2. In the Downey reading, "Boundary Workers" are shown to play an integral role in supporting communication networks. However, I would think there'd be a big difference in the amount of training involved in each era's networking. Being an operator or delivering a message is much different than tending to a server. With computer chips in virtually everything, the number of forms of communication media growing and technology becoming more complex, how can companies afford to pay these increasing numbers of "service workers" that make "new media" work? It was a lot easier to pay someone to ride a horse across country; we'll need people with computer science degrees, and a lot of them. Can the U.S. education system provide enough of these workers -- especially with skyrocketing tuition prices? Will these jobs move elsewhere if companies can't afford to pay the workers what they are able to work for?
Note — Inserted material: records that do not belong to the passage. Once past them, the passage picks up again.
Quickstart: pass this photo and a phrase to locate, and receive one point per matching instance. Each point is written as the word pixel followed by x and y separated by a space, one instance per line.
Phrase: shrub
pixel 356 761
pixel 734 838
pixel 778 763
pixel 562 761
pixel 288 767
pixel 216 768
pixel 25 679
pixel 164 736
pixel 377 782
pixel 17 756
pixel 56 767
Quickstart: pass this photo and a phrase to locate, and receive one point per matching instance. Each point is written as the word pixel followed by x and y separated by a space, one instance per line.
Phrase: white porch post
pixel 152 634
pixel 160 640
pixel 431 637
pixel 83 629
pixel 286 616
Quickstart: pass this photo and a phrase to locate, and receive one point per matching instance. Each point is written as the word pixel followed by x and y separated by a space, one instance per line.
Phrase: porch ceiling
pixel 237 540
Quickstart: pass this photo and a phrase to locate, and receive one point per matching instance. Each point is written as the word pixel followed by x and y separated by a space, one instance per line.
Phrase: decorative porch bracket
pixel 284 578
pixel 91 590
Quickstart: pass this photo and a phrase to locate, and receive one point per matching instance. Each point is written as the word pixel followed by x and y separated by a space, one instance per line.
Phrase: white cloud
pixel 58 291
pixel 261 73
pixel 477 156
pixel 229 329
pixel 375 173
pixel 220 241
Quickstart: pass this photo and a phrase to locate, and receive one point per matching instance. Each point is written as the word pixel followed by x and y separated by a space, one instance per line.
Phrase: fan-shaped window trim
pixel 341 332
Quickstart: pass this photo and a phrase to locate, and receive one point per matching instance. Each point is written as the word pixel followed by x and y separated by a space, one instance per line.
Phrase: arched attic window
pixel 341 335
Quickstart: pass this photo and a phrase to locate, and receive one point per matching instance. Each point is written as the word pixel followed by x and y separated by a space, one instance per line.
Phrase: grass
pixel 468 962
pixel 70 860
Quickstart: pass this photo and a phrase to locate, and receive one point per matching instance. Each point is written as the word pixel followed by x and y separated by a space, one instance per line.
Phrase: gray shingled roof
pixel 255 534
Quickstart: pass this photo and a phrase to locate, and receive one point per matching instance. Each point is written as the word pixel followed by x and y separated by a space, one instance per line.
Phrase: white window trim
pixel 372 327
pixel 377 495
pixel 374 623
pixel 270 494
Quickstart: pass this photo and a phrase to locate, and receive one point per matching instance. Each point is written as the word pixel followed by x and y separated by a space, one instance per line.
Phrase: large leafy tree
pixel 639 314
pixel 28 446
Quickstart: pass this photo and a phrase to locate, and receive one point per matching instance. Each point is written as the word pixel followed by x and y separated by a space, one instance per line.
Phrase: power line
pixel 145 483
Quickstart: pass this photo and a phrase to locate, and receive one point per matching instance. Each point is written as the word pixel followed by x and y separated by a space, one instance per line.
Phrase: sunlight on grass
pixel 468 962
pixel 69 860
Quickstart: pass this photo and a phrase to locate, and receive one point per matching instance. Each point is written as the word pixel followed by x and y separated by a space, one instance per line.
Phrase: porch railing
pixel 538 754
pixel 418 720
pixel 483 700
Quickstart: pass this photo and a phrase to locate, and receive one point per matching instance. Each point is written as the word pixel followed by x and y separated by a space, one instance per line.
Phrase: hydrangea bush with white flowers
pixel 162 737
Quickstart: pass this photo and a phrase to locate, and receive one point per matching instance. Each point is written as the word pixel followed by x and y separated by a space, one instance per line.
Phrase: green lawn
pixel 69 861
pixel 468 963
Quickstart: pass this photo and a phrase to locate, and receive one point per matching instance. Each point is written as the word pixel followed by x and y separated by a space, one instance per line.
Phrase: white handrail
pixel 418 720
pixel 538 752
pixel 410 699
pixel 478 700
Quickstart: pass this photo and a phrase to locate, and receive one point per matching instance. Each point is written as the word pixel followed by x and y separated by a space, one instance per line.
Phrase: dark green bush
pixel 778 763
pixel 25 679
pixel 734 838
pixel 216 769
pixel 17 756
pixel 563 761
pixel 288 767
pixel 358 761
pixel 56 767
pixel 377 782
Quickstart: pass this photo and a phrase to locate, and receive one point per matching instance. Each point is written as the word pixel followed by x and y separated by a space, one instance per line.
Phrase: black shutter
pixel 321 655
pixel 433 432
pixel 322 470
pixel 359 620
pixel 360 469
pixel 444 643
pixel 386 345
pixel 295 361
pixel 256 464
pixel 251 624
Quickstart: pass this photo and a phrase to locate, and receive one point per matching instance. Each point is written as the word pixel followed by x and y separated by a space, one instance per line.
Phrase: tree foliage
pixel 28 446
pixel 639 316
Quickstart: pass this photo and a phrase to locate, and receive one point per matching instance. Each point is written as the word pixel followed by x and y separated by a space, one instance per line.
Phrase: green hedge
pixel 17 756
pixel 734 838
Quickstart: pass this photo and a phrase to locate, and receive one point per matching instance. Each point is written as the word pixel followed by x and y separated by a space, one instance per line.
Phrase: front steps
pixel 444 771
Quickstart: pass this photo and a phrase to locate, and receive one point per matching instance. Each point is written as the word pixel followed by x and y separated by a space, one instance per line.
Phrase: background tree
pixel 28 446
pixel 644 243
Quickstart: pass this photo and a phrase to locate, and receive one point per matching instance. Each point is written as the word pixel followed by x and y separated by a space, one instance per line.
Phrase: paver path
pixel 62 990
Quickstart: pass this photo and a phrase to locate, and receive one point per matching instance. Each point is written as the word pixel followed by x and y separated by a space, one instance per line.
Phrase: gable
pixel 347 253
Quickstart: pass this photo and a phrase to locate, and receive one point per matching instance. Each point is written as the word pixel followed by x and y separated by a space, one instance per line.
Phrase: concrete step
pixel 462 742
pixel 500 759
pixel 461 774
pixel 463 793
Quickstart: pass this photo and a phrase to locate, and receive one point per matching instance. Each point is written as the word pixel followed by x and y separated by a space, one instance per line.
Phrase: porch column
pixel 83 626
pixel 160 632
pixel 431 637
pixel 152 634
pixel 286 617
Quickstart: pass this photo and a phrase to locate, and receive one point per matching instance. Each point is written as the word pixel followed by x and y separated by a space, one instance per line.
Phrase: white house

If these workers and networks are mostly overseas, does this pose security concerns for sensitive U.S. networks?

3. As the New Media Reader described, ARPA Internet was designed to be decentralized in case of a Soviet-style attack. To me, this kind of sounds like Frankenstein -- we created something that we cannot shut off. "Eliza X" fooled people into thinking she was real -- in the 1960s. Forty some years later, A.I. and the spatial power of computers could potentially make them a powerful tool. So, I guess it's the age old question: will our technology surpass our intelligence/morals/social good? It seems we create blindly -- to much hype -- without much discussion of what the technology could mean.

Wow, those were some negative questions! It's been a long day ... so I'm off to bed.